Se le envió un estimado de los honorarios de certificación e inspección 2023 con la información de inicio de sesión. Envíe puntualmente el pago a la dirección que figura en la factura. Si usted es un nuevo solicitante, OCIA no revisará su expediente hasta que se reciba el pago.

Si envía copias impresas de cualquier documento de respaldo, envíelas por correo a la dirección que figura en la factura. Se podrá producir demoras en la revisión si no se envían los documentos de respaldo necesarios,.

Una vez que se recibe un expediente completo, OCIA llevará a cabo una revisión de preinspección. Durante este proceso, OCIA se comunicará con usted si necesita información adicional. Responda a cualquier comunicación de OCIA de manera oportuna.

Póngase en contacto con OCIA International si tiene alguna pregunta.

Para los solicitantes nuevos: recuerde que, como solicitante nuevo, su operación actualmente no puede etiquetar o vender productos como orgánicos. Si se otorga la certificación orgánica, se emitirá un certificado orgánico y el producto se podrá vender como orgánico.

Para las operaciones agrícolas, el inspector debe ver su cultivo en el campo, por lo que si se produce alguna cosecha antes de la inspección, se deben dejar franjas o surcos de verificación en todos los campos solicitados para la certificación. Para los campos de heno, cualquier heno cosechado antes de la inspección no puede certificarse como orgánico.

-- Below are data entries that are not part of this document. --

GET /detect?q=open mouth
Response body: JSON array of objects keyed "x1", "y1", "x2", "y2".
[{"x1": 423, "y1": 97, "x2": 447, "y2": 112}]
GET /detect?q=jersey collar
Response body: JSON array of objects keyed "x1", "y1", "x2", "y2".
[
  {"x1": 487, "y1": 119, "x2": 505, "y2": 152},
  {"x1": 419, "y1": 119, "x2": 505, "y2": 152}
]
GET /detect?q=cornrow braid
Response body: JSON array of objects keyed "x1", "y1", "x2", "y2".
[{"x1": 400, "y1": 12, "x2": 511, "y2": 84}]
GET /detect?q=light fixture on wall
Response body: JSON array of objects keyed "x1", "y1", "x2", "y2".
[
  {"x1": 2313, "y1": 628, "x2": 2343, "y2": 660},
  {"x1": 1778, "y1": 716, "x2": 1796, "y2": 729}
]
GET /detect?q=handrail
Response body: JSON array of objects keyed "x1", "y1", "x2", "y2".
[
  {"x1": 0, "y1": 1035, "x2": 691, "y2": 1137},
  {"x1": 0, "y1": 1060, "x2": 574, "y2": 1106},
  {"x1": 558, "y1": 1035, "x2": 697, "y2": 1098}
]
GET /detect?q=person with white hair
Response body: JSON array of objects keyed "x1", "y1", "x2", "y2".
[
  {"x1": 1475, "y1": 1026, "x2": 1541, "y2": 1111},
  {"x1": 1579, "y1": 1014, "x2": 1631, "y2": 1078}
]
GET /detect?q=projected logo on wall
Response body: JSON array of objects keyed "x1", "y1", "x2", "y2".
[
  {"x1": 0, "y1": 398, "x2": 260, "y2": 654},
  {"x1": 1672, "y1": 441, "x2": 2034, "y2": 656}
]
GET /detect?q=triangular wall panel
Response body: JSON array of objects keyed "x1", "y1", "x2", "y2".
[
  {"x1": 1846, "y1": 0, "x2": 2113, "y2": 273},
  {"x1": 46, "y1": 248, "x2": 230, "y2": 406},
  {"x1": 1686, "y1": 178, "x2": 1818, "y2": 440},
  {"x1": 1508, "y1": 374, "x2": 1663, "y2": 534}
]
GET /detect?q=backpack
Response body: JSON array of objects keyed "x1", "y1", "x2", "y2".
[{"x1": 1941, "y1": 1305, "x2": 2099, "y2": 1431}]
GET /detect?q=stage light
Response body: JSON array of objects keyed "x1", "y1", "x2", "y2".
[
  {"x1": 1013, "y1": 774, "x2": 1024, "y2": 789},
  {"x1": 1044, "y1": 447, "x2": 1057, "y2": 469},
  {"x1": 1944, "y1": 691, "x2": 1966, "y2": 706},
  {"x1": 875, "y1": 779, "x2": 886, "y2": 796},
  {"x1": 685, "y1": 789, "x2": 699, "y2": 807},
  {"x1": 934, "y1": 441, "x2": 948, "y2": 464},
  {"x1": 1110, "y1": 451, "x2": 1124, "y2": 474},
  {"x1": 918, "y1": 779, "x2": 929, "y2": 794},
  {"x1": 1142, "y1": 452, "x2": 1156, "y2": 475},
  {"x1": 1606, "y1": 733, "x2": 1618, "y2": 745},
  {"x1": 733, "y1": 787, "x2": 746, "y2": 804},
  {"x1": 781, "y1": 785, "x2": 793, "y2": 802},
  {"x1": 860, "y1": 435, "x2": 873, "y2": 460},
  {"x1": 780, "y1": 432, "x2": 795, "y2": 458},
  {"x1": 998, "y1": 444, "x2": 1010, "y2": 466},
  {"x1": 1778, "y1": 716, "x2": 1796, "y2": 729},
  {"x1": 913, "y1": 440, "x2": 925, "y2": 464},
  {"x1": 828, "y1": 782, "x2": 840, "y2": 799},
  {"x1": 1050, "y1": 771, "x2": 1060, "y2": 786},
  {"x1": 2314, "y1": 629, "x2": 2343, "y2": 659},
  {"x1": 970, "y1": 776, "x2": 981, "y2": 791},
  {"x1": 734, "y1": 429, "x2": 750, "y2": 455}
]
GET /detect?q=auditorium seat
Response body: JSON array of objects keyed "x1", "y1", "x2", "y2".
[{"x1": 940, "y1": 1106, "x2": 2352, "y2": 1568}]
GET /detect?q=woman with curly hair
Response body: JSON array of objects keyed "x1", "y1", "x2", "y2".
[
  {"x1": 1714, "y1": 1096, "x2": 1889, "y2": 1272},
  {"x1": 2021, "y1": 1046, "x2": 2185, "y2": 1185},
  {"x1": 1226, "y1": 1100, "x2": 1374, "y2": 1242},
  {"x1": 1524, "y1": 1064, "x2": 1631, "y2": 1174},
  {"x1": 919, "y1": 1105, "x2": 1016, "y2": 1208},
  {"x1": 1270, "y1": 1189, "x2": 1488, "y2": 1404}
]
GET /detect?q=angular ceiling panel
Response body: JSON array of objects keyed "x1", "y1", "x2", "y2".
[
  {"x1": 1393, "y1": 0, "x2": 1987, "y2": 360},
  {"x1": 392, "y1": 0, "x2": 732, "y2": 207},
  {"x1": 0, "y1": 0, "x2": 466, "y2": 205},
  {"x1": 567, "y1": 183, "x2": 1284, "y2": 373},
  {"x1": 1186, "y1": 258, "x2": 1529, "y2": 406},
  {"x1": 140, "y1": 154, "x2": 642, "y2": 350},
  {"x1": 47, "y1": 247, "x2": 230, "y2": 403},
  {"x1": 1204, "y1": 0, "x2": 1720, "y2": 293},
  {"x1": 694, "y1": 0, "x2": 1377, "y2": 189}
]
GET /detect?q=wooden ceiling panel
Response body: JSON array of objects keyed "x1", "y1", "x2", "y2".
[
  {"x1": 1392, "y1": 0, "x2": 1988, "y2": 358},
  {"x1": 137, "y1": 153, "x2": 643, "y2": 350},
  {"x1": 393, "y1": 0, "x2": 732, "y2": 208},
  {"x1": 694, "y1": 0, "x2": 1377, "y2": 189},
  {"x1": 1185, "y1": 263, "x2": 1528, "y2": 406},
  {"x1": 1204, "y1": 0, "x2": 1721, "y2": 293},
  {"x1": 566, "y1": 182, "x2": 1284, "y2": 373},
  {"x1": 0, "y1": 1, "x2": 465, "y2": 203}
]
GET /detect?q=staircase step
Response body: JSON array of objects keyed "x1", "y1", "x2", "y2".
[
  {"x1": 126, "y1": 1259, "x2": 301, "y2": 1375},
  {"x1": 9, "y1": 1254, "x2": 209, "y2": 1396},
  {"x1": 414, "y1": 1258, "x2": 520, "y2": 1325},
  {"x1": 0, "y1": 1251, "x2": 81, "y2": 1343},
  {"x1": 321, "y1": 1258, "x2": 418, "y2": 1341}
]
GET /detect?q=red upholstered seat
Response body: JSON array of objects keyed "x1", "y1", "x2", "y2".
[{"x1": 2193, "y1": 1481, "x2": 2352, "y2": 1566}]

Para operaciones suspendidas: tenga en cuenta que ningún producto puede venderse como "orgánico" mientras está suspendido y que el producto anterior ya no es "orgánico". Para las operaciones agrícolas, cualquier cultivo actualmente almacenado ya no es orgánico y debe venderse de manera convencional. Solo los cultivos cosechados después del restablecimiento, si se otorga, pueden venderse como "orgánicos". Cualquier cultivo cosechado de los campos antes de la reinstalación debe venderse de manera convencional ".